41  

– Ну, получается, что да, – еще больше сжался Левка.

– Как раскусили?

– Малява по мою душу пришла.

– Почему жив до сих пор?

– Так это, били ж… Если б не инспектора…

– Кто?

– Ну инспектора. Надзирателей так сейчас называют…

– Ты, случаем, не мент, если все знаешь?

– Нет, за это будь спокоен…

– А не спокоен я. За то, что ты пидар гнойный, не спокоен… В нашу камеру пришел, народ шкварить? – презрительно, спросил Карцев.

– Так это, здесь же все такие! – в испуге изумленно захлопал глазами Левка.

– Какие такие?

– Зашкваренные… Ну, петухи…

– Кто здесь петух? – взвыл Георгий.

– Ну все… – опуская глаза, буркнул Левка.

– Ах ты, мразь!

Карцев схватил новичка за грудь, затащил его в угол камеры, не попадающий в сектор обзора со стороны надзирателя, и со всей мочи ударил его кулаком в челюсть.

Левка сильно ударился головой о стену и, теряя сознание, сполз на пол. Карцев не на шутку перепугался. Нагнулся, нащупал пульс. Жив.

Все обошлось. Левка пришел в себя, кое-как забрался на свою шконку там и затих.

Утром после завтрака Карцева вывели из камеры для встречи с адвокатом. Пухлый, розовощекий Илья Данилович встретил его, как всегда, приветливо. На иное и рассчитывать было нельзя, зная о тех гонорарах, которые он получал за свою работу.

В кабинете было прохладно, но у Ильи Даниловича на лбу выступила испарина. Он смахнул ее платком, в который тут же продул нос.

– Нездоровится что-то, в жар бросает, – смущенно улыбнувшись, сказал он. – Пора менять направленность.

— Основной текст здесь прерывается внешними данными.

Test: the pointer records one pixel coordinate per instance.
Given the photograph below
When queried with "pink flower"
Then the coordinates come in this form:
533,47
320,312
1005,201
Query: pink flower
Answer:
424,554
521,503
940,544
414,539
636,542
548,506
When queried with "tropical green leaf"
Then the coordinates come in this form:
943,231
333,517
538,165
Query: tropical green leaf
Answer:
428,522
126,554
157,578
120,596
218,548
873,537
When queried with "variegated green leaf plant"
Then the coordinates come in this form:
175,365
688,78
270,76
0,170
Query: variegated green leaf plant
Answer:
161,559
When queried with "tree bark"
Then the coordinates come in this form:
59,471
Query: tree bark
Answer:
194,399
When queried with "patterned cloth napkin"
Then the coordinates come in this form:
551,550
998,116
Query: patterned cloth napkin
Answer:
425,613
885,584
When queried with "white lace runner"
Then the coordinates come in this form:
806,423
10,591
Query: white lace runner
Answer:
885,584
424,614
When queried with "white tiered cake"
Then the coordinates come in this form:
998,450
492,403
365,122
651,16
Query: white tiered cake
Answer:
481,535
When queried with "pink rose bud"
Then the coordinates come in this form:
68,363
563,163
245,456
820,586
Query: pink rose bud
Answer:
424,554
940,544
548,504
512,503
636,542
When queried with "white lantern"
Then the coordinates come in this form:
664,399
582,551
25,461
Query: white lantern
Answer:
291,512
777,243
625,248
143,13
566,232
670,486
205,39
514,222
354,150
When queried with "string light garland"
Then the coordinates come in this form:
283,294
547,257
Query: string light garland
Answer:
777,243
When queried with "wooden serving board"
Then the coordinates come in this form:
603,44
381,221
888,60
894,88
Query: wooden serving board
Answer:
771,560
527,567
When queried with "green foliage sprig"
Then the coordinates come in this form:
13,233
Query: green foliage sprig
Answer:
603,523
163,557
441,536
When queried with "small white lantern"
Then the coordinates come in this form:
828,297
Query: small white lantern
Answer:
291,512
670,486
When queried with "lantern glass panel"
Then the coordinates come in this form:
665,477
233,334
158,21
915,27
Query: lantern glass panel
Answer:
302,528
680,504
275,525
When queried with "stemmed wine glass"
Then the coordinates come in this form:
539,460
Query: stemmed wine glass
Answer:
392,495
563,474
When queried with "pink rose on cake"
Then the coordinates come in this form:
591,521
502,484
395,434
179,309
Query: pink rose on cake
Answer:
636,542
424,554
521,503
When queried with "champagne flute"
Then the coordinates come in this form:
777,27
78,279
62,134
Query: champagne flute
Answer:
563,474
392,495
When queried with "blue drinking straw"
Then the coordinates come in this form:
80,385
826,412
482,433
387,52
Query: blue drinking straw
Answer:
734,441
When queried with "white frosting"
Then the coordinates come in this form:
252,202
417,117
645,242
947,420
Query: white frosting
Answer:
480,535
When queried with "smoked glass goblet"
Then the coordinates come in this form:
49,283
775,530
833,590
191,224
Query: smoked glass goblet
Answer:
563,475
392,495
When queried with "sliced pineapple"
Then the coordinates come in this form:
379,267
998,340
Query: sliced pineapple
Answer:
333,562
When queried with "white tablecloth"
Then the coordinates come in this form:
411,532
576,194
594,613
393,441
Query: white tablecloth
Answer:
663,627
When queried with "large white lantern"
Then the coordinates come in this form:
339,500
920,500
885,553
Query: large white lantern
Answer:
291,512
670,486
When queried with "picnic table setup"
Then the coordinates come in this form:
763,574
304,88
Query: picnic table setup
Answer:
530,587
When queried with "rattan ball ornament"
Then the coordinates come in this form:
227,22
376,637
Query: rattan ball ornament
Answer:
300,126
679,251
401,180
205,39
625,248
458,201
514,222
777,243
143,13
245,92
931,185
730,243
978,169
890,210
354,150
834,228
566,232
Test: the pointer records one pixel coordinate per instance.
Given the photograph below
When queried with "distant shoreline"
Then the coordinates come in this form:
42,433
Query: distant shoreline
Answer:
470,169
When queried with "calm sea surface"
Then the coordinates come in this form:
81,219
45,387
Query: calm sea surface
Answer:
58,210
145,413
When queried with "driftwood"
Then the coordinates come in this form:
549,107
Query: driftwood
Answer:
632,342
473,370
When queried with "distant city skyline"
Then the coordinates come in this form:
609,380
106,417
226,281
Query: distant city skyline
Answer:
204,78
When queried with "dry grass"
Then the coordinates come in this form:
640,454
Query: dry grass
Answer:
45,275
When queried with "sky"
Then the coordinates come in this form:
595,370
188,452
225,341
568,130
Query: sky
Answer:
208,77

– Какую направленность? – подозрительно покосился на адвоката Карцев.

– На гражданские дела переходить надо, а то устал я уже от этих тюрем. Вредно здесь находиться.

– Да? Не знал.

Илья Данилович как будто не заметил сарказма.

– Да, да, вредно, – подтвердил он. – И для психики вредно, и вообще…

– Туберкулез, СПИД…

– Ну, на счет СПИДа не знаю, а туберкулез здесь гуляет… И эти слухи…

– Какие слухи?

– Говорят, привидения у вас здесь водятся. А я человек впечатлительный…

– Привидения? Кто говорит?

– Да сегодня пропуск оформлял, говорили, эти, из охраны… Сегодня ночью привидение по третьему этажу бродило, по тюремному коридору. Надзиратели, говорят, видели. Ужас. Души замученных, невинно репрессированных маются…

– Когда, говорят, бродило? Сегодня ночью? – насторожился Карцев. Недоброе предчувствие ледяной рукой коснулось его горла.

– Да, сегодня…

Похоже, и адвокат разволновался так, будто призрак угрожал его собственной безопасности.

– И по чью душу? – невольно сорвалось с уст Карцева.

Илья Дмитриевич отнесся к вопросу совершенно серьезно.

– Не знаю.

– Ерунда все это, – словно стряхивая с себя наваждение, тряхнул головой Карцев.

– Действительно, ерунда.

Судя по той улыбке, которая появилась на лице адвоката, оптимизм арестанта оказался заразительным.

– Что-то мы с вами заговорились. Перед нами призрак народного суда маячит, а мы в мистику вдруг ударились… Я тут хотел обсудить с вами одно давнее дело. Об изнасиловании…

– Не понял! – всполошился Георгий.

– Ну, изнасилование было. Вашу девушку убили. Давно еще, в восемьдесят седьмом году… Сначала изнасиловали у вас на глазах, а потом убили…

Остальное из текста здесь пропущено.